TTA : Ça serait Bien cordialement, qui est le morceau que j’ai fait avec ma femme parce que je pense, sans fausse modestie, que ça peut être un hymne générationnel, ce morceau. C’est un truc qu’on aurait pu écrire avec ma femme il y a vingt ans parce que c’est des choses qu’on a tous vécu en étant plus jeunes. Aujourd’hui, on est dans un plus grand confort, mais on n’a pas oublié.

En gros, c’est une lettre de démotivation. Et nous, on revendique beaucoup le droit au manque d’ambition. C’est un truc qu’on aime beaucoup avec ma femme, ce droit de dire : j’ai pas envie de me crever pour une boite. Je suis très OK avec le fait de ne rien foutre de ma vie. Moi mon but dans la vie, c’est de vivre en fait. Donc c’est un morceau que j’adore et j’ai vachement envie de continuer dans ce registre-là, peut être sur un autre projet ou je ne sais pas. Mais il y a un truc que j’aime bien avec le truc d’être foncièrement très politique. Parce que ce morceau est très politique, il n’est pas dans le ton, c’est pas un morceau très Macron-patible. La société de la gagne, ça m’énerve beaucoup.

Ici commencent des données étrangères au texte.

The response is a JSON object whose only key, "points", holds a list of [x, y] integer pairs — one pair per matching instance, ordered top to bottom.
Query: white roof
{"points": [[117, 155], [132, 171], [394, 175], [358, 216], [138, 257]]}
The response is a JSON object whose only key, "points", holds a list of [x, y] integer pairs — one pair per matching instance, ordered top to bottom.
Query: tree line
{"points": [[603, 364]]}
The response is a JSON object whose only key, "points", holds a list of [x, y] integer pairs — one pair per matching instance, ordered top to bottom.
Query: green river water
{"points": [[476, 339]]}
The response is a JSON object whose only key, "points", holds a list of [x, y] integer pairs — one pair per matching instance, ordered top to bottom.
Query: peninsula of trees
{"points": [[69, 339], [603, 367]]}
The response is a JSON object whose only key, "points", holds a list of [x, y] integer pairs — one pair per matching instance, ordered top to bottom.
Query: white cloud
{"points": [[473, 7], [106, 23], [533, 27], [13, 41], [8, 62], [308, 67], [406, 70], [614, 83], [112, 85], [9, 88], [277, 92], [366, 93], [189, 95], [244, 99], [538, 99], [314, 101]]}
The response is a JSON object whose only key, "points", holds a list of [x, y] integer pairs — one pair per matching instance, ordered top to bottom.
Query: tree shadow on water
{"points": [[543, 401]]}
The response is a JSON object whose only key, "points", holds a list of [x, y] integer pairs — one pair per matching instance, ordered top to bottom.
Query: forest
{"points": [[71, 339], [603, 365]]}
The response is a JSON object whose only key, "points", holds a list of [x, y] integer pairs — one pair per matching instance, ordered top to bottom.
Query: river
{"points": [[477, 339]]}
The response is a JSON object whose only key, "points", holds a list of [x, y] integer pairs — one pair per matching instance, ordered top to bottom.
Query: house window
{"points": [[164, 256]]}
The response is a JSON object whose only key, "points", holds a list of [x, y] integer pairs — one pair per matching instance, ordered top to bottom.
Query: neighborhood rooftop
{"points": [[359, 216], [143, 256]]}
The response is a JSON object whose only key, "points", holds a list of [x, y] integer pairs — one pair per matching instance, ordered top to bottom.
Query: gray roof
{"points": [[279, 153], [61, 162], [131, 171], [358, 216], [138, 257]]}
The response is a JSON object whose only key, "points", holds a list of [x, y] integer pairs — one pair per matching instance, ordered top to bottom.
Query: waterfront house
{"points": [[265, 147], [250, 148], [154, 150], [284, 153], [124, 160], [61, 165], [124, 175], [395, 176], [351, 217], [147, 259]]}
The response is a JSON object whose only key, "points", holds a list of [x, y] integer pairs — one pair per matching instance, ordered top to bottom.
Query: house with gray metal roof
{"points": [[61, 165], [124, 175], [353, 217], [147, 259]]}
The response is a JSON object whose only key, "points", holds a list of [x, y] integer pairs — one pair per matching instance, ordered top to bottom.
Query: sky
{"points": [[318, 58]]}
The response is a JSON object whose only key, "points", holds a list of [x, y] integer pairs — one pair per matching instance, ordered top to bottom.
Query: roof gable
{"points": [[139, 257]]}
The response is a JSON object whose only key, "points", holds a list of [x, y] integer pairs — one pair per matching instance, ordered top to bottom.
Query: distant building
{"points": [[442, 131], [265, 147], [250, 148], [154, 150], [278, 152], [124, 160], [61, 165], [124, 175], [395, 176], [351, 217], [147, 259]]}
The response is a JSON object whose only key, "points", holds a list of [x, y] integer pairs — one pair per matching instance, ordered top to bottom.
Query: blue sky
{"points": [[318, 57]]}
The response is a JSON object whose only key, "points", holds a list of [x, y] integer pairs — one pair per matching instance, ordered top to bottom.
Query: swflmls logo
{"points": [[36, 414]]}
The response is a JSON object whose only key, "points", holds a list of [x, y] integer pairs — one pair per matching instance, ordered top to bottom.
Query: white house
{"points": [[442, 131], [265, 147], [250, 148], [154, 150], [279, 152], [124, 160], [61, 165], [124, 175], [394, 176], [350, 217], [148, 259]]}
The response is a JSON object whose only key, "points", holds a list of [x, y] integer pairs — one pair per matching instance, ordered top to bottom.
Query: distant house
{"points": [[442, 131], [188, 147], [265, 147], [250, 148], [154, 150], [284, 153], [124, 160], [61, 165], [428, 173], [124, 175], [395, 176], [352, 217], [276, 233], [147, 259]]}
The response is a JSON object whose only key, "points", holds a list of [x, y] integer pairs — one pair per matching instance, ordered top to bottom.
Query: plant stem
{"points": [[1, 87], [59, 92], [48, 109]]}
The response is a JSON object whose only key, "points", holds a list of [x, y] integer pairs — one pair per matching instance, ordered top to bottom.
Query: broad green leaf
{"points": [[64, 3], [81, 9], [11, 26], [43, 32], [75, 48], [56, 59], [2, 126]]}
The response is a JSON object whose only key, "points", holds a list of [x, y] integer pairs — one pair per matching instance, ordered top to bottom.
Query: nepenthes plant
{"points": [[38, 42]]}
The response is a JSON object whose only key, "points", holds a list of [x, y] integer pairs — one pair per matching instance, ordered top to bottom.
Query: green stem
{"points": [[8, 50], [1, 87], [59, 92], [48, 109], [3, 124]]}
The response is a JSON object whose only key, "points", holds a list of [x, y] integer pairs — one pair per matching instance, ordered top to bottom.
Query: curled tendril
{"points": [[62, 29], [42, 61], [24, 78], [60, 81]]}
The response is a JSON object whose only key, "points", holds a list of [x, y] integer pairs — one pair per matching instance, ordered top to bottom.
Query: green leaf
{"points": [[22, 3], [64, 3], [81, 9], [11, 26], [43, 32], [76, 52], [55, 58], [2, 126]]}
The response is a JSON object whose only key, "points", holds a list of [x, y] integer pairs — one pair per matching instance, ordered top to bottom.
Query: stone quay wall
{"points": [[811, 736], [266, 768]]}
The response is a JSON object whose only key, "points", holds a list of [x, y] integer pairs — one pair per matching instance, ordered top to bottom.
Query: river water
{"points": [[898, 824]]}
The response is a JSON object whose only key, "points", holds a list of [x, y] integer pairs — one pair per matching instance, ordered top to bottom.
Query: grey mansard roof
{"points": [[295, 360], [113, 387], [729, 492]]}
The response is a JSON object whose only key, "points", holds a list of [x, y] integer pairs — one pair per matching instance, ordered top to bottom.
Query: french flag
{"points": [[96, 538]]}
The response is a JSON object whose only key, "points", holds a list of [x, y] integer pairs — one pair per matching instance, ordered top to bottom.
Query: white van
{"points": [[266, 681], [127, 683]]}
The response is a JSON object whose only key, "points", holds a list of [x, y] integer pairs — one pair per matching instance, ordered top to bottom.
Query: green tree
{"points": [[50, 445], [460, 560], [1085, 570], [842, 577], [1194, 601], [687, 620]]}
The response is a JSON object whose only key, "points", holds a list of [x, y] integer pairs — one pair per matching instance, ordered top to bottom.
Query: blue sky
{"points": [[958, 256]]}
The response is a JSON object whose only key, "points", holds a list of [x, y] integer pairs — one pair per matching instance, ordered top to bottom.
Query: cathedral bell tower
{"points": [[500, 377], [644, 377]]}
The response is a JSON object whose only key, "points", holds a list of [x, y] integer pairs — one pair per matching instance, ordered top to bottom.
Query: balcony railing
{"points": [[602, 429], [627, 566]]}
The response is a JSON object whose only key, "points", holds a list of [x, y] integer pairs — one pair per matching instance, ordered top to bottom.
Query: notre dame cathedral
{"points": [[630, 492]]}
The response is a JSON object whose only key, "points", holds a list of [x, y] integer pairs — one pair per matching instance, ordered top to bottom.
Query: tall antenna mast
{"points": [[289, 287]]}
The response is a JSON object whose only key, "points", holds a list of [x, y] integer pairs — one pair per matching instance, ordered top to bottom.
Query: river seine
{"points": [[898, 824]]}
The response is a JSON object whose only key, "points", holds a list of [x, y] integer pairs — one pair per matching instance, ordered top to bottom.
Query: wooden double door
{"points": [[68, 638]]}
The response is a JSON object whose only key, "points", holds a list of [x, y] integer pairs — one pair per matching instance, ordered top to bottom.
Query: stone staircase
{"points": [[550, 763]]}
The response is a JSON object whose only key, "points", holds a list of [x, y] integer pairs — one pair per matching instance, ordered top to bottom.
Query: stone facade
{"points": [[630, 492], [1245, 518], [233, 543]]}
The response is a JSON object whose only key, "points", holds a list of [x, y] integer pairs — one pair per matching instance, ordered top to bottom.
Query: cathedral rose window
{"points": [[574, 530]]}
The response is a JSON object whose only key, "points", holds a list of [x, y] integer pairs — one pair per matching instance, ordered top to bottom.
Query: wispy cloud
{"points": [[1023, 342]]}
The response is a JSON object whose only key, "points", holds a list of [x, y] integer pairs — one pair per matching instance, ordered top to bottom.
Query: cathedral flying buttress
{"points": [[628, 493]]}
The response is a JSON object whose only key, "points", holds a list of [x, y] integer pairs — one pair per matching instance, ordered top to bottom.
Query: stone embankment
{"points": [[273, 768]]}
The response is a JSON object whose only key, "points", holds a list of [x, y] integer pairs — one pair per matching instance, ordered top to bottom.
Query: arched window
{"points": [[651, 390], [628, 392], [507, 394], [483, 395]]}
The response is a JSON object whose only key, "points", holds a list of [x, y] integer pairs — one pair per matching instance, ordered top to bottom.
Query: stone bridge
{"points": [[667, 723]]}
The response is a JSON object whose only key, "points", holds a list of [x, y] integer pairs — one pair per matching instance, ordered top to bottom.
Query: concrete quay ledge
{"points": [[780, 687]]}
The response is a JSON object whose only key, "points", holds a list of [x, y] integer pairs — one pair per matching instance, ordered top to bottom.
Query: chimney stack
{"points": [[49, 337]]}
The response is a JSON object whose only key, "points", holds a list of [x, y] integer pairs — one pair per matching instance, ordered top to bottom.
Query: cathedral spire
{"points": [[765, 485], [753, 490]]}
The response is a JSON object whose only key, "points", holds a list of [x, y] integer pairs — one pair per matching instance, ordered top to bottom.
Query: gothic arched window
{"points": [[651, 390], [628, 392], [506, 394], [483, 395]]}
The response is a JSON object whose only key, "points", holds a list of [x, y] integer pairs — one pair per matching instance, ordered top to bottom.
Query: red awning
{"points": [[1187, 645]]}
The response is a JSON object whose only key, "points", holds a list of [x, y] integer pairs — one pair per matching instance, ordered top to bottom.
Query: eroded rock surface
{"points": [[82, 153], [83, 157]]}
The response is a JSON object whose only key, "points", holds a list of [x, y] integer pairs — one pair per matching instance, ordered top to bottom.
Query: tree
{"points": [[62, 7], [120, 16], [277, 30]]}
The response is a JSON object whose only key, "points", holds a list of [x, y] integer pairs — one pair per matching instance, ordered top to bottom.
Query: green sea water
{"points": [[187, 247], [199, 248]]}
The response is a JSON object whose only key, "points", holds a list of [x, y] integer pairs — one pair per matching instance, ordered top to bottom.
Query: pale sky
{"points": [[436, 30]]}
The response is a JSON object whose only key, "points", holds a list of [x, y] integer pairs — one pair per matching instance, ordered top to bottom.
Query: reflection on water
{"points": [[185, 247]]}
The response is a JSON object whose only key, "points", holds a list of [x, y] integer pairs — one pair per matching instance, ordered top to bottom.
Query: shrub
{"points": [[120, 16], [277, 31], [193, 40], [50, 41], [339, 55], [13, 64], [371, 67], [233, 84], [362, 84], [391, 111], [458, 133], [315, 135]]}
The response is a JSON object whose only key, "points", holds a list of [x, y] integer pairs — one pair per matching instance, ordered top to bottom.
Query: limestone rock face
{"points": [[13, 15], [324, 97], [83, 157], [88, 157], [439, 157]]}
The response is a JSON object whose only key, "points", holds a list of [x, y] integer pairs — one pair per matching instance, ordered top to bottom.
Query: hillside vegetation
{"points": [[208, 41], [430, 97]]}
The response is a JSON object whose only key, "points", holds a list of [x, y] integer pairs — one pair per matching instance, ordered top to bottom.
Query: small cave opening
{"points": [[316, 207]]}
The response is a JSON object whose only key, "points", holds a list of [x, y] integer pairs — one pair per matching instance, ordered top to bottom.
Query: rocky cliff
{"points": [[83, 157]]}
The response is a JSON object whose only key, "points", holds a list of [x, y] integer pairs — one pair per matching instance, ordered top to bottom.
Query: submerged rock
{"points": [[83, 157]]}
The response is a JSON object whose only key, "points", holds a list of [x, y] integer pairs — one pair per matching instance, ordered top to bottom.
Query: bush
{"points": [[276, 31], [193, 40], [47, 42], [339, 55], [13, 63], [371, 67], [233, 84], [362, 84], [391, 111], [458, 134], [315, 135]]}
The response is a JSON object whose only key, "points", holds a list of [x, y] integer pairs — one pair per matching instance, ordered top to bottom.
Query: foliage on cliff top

J’avais fait un truc que j’ai jamais sorti mais que j’aimerais bien sortir un jour. C’était sur caméscope et tout, au début de mes tournées, il y a très longtemps donc. J’avais filmé tous mes moments de loose. C’était à l’époque où il était de bon ton de montrer des salles blindées de gens surexcités, des hôtels sublimes, des piscines, des machins, des Miami. Bah moi j’avais ça aussi, mais tous les groupes ont des moments de loose et je les ai tous filmés et mis bout à bout et je trouvais ça trop cool. Mais cela dit, aujourd’hui, il y a une culture de la loose esthétique qui est arrivée. Les myd ont un peu une culture de la loose esthétique. C’est presque un peu devenu cool aujourd’hui mais à l’époque, ça ne l’était pas.

Dans ce disque, c’est peut-être la première fois, si je suis très honnête, où je ne trouve pas qu’il y ait beaucoup de mauvais morceaux. J’aime bien faire l’auto-critique de ce que je fais parce que c’est facile, tu les as beaucoup entendus donc tu entends beaucoup les défauts. Je trouve pas qu’il y ait beaucoup de mauvais morceaux. Si tu n’aimes pas le disque, et c’est tout à fait le droit de tout le monde, tu ne peux pas enlever le côté hypra-sincère du truc. J’ai été chercher des gens pour ce disque où tu ne peux pas dire que je l’ai fait par intérêt. J’ai été chercher LOFTI ATTAR, qui est l’un des inventeurs du Raï moderne. On a été chercher ça parce que j’écoutais beaucoup quand j’étais petit avec mes parents, qui étaient passionnés de musique d’Afrique du Nord et tout. Tu ne peux pas dire que j’ai été chercher ce gars-là parce que ça avait un intérêt.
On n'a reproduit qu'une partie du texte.